There's more business going on Peterborough, Ont. — a community of 125,000 people, 90 minutes northeast of Toronto — than its sleepy pastoral setting would suggest. Siemens Milltronics, a subsidiary of the German electronics and electrical engineering giant, for example, announced in September that it's transferring one of its production lines there from California. “It's just nine or 10 jobs, but it's engineering jobs and high-tech jobs,” says Jay Amer, general manager of the Greater Peterborough Area Economic Development Corp. Other companies, including General Electric and PepsiCo's Quaker division, the city's two largest employers, have recently added manufacturing and food processing jobs, and five new call centres have opened since 2000, including those of the German airline Lufthansa, AmeriCredit Financial and MCCI, creating at least 1,600 positions. It all goes a long way to explaining why Peterborough's unemployment rate decreased to 4.2% from 9.2%, between 2002 and 2003.
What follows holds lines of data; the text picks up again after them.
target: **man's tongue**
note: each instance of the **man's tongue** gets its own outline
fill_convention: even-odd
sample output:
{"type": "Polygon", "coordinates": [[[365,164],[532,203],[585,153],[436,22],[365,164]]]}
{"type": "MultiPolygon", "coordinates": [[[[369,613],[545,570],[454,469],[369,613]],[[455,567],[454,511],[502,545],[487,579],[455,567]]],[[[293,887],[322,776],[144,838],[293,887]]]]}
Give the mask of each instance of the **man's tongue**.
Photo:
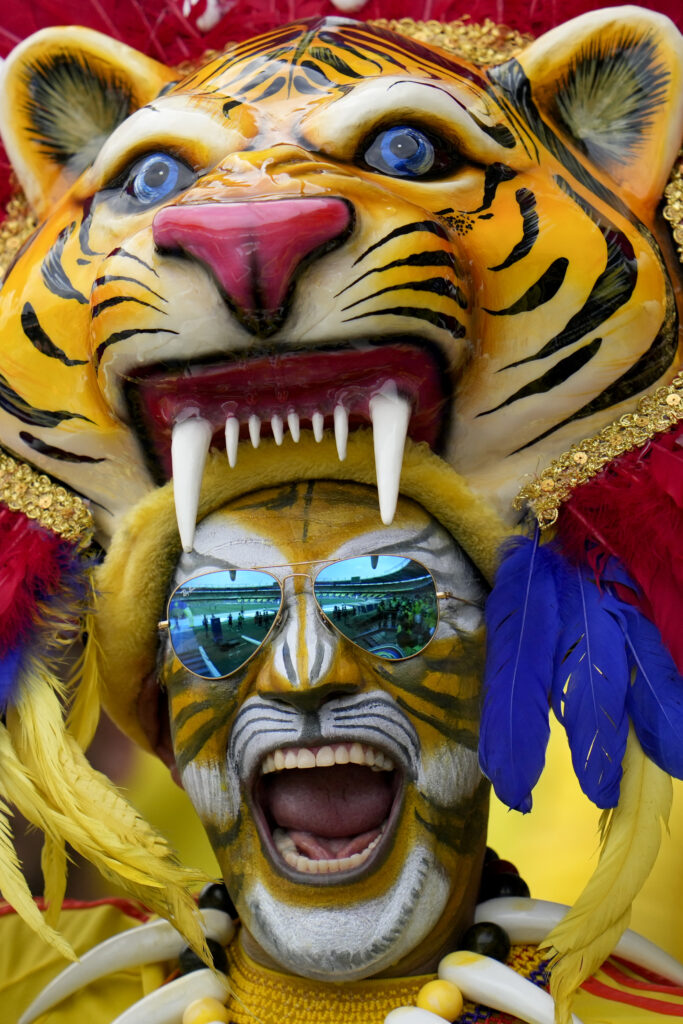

Tim Barrie, president of auto parts supplier Merit Precision Molding, attributes the influx of jobs to the formation of the area's Economic Development Corp. in 1999. Its current focus is the auto parts and food processing industries, but a recent initiative funded by all three levels of government might turn Peterborough into a beehive of DNA-related research and business activity. If successful, the Greater Peterborough Region DNA Cluster — a private-public partnership involving Trent University and Fleming College — could spin off 5,500 jobs for the region in the next 10 to 25 years.
So far, all this activity hasn't meant a longer commute to work for people such as Barrie, who is easily able to go home every day for lunch. But if Peterborough isn't careful, there may be some traffic gridlock in its future.